Imbalances in New Zealand’s external accounts are a key credit risk for the country, S&P Global Ratings said after the release of balance of payments data.
The agency also said a combination of higher fiscal and current account deficits, if they were to eventuate, could lead to downward pressure on New Zealand’s AA Plus foreign-currency credit rating.
The country’s balance of payments current account deficit widened to $29.7 billion - 7.9 per cent of GDP - in the September year, according to Stats NZ. This was $13.3b wider than in the September 2021 year.
The largest annual current account deficit prior to Covid was $14.7b (7.8 per cent of GDP) in the December 2008 year, during the global financial crisis.
S&P, in comments supplied to the Herald, said the historically large current account deficit was tracking at least one percentage point of GDP higher than the agency had previously anticipated.
However, S&P, and some economists, say the large current account deficit is partly due to temporary factors that will naturally unwind.
“For instance, the closure of international borders until recently has weighed on New Zealand’s exports of tourism and education,” Martin Foo, an analyst at S&P Global Ratings, said.
“Rising import prices and strong domestic demand are also driving up the goods deficit,” he said.
“We see the current account deficit narrowing significantly over the next few years, particularly as the domestic economy slows, which will push down demand for imports.”
Any significant escalation in Government spending could also boost imports.
“A combination of higher fiscal and current account deficits, if they were to eventuate, could lead to downward pressure on New Zealand’s AA Plus foreign-currency rating,” Foo said.
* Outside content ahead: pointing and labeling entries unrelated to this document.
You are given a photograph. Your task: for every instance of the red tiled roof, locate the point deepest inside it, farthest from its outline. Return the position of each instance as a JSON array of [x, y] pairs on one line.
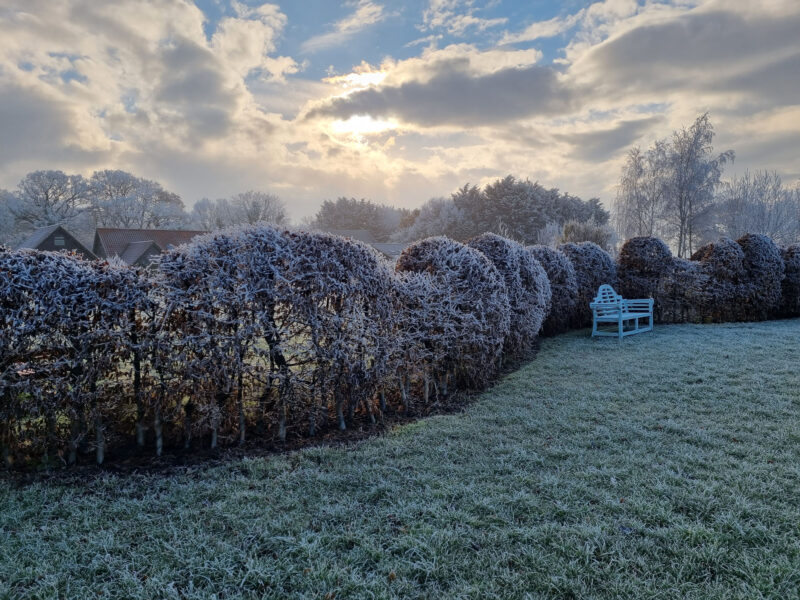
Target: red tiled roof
[[115, 241]]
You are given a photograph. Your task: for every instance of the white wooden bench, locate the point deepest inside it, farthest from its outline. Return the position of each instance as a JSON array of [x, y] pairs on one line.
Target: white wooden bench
[[610, 307]]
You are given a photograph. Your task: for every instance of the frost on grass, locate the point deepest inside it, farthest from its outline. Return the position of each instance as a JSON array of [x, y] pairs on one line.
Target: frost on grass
[[528, 288], [479, 311], [563, 286], [593, 267]]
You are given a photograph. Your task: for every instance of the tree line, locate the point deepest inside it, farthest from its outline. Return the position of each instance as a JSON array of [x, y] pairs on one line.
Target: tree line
[[520, 209], [674, 190], [113, 198]]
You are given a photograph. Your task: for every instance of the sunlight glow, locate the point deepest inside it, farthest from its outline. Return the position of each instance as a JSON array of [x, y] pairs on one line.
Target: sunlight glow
[[360, 125]]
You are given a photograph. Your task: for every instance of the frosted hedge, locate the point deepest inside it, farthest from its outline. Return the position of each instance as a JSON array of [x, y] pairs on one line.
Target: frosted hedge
[[260, 334], [563, 285], [527, 286]]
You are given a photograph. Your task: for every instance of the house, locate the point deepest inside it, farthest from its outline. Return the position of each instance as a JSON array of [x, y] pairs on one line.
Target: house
[[138, 246], [54, 238]]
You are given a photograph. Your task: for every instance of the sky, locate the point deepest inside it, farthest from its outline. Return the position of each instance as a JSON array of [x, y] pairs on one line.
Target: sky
[[394, 101]]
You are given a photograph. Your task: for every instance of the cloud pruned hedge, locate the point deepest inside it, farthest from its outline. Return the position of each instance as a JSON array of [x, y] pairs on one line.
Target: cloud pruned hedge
[[261, 333], [593, 267], [527, 285], [563, 285]]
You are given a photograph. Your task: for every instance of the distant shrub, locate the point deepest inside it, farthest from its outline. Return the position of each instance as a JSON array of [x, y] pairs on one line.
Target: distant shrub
[[641, 264], [480, 312], [527, 285], [790, 288], [586, 231], [563, 285], [593, 267]]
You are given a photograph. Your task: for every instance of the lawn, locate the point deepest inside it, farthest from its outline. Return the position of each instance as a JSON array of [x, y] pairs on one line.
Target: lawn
[[667, 466]]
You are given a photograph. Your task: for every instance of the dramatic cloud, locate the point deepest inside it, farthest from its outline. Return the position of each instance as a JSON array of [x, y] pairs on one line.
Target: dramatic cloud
[[211, 103]]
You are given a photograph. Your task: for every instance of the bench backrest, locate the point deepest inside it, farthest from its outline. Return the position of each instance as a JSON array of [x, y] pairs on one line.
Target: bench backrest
[[607, 300], [607, 295]]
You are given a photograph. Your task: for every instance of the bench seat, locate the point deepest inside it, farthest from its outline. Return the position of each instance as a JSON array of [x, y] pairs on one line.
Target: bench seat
[[610, 307]]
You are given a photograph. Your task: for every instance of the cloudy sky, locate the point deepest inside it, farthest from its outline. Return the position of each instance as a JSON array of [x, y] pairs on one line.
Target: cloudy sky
[[394, 101]]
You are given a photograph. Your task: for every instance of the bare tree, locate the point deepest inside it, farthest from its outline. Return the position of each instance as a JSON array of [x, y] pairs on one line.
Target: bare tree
[[247, 208], [120, 199], [759, 203], [641, 195], [694, 174], [48, 198], [669, 190]]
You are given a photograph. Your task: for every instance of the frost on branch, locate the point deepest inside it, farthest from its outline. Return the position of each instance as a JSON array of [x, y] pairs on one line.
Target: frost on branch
[[342, 297], [641, 264], [764, 271], [527, 286], [563, 285], [479, 308], [62, 350], [593, 267], [790, 286]]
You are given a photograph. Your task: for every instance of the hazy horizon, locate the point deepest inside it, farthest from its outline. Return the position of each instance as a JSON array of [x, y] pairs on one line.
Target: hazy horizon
[[397, 103]]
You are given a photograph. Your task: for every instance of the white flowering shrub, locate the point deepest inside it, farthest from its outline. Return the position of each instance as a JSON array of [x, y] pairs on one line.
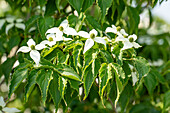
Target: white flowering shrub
[[74, 52]]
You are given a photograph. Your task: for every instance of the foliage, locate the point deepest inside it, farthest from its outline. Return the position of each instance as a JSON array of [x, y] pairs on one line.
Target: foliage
[[73, 72]]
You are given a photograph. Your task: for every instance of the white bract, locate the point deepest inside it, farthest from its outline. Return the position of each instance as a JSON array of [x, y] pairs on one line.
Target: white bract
[[63, 28], [51, 39], [113, 29], [91, 37], [128, 42], [17, 24], [6, 109], [32, 48]]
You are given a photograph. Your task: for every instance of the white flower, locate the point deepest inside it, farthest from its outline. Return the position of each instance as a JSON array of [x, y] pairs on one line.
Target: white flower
[[63, 28], [6, 109], [32, 48], [11, 24], [128, 42], [91, 37], [113, 29], [51, 40], [2, 21]]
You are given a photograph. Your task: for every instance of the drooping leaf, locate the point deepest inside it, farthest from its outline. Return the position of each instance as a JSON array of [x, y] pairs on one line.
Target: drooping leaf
[[125, 96], [90, 73], [44, 24], [93, 23], [105, 74], [166, 101], [62, 85], [18, 76], [50, 7], [106, 56], [150, 83], [43, 80], [54, 90], [87, 4], [63, 69], [119, 87], [133, 18], [76, 4], [7, 67], [42, 2], [57, 2], [67, 71], [31, 81], [31, 21], [104, 7], [142, 66]]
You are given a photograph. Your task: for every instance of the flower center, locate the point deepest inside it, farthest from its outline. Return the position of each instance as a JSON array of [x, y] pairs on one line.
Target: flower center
[[131, 39], [32, 47], [118, 28], [92, 36], [61, 28], [50, 39]]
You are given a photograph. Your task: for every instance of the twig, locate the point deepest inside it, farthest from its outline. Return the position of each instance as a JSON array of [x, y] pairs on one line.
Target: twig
[[113, 107]]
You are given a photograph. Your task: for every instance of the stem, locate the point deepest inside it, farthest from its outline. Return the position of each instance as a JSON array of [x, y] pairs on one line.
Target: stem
[[113, 107]]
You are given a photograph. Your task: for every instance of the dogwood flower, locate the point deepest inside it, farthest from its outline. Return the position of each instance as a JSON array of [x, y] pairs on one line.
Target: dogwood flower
[[63, 28], [51, 39], [113, 29], [91, 37], [128, 42], [6, 109], [14, 22], [32, 48]]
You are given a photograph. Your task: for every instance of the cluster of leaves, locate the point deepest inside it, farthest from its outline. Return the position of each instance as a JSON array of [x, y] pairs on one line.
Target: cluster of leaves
[[65, 69]]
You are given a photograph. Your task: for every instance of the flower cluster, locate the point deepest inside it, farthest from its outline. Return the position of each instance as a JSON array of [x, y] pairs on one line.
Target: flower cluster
[[57, 34]]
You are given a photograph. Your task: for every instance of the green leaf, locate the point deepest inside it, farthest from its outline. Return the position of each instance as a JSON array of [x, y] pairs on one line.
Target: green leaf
[[119, 87], [67, 71], [105, 74], [18, 76], [50, 8], [133, 18], [90, 73], [43, 80], [61, 57], [42, 2], [104, 7], [74, 84], [143, 107], [142, 66], [31, 21], [54, 90], [150, 83], [125, 96], [62, 69], [89, 56], [158, 76], [107, 57], [7, 67], [62, 85], [76, 4], [57, 2], [44, 24], [76, 55], [93, 23], [166, 102], [87, 4], [31, 81], [13, 41]]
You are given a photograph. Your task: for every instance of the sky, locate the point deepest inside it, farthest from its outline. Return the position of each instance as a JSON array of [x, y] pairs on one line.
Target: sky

In its release, Stats NZ said the widening in the annual current account deficit was mainly due to a $10.2b expansion in the goods and services deficit.
Total imports of goods and services were $104.6b, up $21.5b from the previous year - largely driven by petrol, diesel and aviation gas, and machinery equipment.
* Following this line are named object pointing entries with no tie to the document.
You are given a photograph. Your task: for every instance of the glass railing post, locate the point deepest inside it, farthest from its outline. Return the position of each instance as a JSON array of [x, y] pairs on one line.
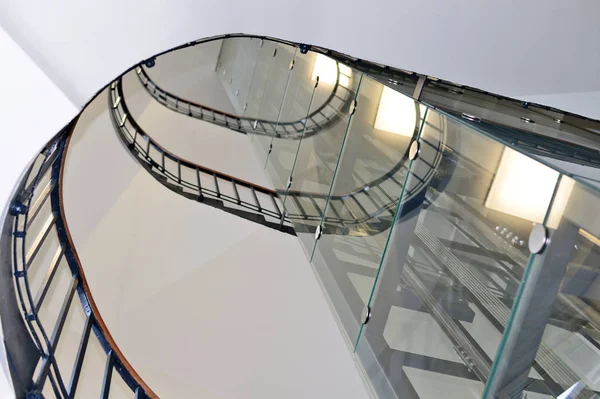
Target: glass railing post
[[552, 331]]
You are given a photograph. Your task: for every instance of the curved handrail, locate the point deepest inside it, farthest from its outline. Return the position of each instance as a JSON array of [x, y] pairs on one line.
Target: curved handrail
[[24, 211], [156, 164], [308, 125], [206, 184]]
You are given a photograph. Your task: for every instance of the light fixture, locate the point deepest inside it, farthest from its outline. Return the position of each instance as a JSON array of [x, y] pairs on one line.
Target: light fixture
[[522, 187], [327, 70], [396, 113]]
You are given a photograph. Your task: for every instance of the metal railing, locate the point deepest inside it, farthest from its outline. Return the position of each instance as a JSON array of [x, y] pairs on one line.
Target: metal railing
[[196, 182], [320, 118], [43, 183]]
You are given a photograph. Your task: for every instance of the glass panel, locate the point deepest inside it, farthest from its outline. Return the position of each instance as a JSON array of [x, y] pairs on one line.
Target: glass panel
[[260, 78], [368, 182], [565, 303], [270, 109], [293, 120], [453, 264], [319, 151], [237, 60]]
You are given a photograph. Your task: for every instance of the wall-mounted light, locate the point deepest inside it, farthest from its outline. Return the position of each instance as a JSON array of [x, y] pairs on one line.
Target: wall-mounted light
[[522, 187], [327, 70], [396, 113]]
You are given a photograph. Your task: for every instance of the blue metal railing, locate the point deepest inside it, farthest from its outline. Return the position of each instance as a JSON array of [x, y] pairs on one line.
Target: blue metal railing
[[27, 207]]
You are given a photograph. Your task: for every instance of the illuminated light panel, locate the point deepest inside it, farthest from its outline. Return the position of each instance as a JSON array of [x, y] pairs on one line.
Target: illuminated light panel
[[561, 200], [523, 187], [396, 113], [326, 69]]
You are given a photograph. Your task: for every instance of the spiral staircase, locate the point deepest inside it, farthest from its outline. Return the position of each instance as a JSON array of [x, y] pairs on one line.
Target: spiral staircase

“Rising prices for some imported commodities like petrol, a falling exchange rate, and higher shipping costs all contributed to the annual increase in imports,” Stats NZ’s institutional sectors senior manager Paul Pascoe said.
Westpac NZ’s acting chief economist Michael Gordon said the current account deficit was a symptom of overheating in the domestic economy.
“We are, for now, living beyond our means - we have not adjusted our spending patterns to either the loss of export income or the cost-induced surge in our import bill,” he said.
However Gordon said he expected the deficit to narrow from here on, returning to a more sustainable level of around 3-4 per cent in 2024.
“The year ahead will be a different story. Visitor numbers should continue to pick up from here, judging by the trends in Northern Hemisphere travel,” he said.
“And more importantly, the conditions for a slowdown in domestic spending are already in place.”
Gordon said the data was broadly in line with market forecasts but now exceeds the peaks reached in the years before the Global Financial Crisis.
Separately, the Treasury - in a fiscal update - said the Government’s operating deficit was forecast to shrink further this year and expected to be close to a balance position in 2023/24, and return to surplus in 2024/25.
S&P’s Foo said the fiscal trajectory was tracking in line with the agency’s previous expectations.
“We still expect the residual cash deficit to narrow significantly by the middle of the decade, and trend towards balance,” Foo said.
“This will help to stabilise Government debt.”
The sound fiscal outlook was in stark contrast to the economic outlook.
Foo noted the Treasury is now tipping a recession in 2023.
S&P said the budget policy statement acknowledged a “fine balance” between returning Government spending to normal levels and supporting households with cost-of-living pressures.
“We agree that this will be a delicate balancing act, and one that many sovereign governments around the world are struggling with,” Foo said.
“Government ministers are currently trying to re-prioritise some spending.
“This is to create space for new initiatives and inflationary cost pressures.
“We will watch this effort closely, as there will be political demands for new spending heading into a likely general election in late 2023.”